(a) The matrix \(\mathbf{M}\) can be decomposed into two transformations: a stretch and a rotation. The first matrix \(\begin{pmatrix} 14 & 0 \\ 0 & 1 \end{pmatrix}\) represents a stretch parallel to the x-axis with a scale factor of 14. The second matrix \(\begin{pmatrix} \frac{1}{2} & -\frac{1}{2}\sqrt{3} \\ \frac{1}{2}\sqrt{3} & \frac{1}{2} \end{pmatrix}\) represents a rotation by \(\frac{\pi}{3}\) anticlockwise about the origin.

(b) To find \(\mathbf{M}^{-1}\), we take the inverse of each matrix in the product: \(\begin{pmatrix} 14 & 0 \\ 0 & 1 \end{pmatrix}^{-1} = \begin{pmatrix} \frac{1}{14} & 0 \\ 0 & 1 \end{pmatrix}\) and \(\begin{pmatrix} \frac{1}{2} & -\frac{1}{2}\sqrt{3} \\ \frac{1}{2}\sqrt{3} & \frac{1}{2} \end{pmatrix}^{-1} = \begin{pmatrix} \frac{1}{2} & \frac{1}{2}\sqrt{3} \\ -\frac{1}{2}\sqrt{3} & \frac{1}{2} \end{pmatrix}\).

(c) The invariant lines are found by solving \(\mathbf{M} \begin{pmatrix} x \\ y \end{pmatrix} = \lambda \begin{pmatrix} x \\ y \end{pmatrix}\). Solving gives the equations \(y = 2\sqrt{3}x\) and \(y = \frac{2}{3}\sqrt{3}x\).

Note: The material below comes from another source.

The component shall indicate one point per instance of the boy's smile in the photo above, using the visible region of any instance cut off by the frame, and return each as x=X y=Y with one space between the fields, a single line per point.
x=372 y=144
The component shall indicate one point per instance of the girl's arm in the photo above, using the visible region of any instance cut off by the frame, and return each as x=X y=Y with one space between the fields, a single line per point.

(d) The area of triangle \(ABC\) is found using the determinant of \(\mathbf{M}\). Given \(|\mathbf{DEF}| = |\det \mathbf{M}| \times |\mathbf{ABC}|\), we have \(28 = 14 \times |\mathbf{ABC}|\), so \(|\mathbf{ABC}| = 2\) cm².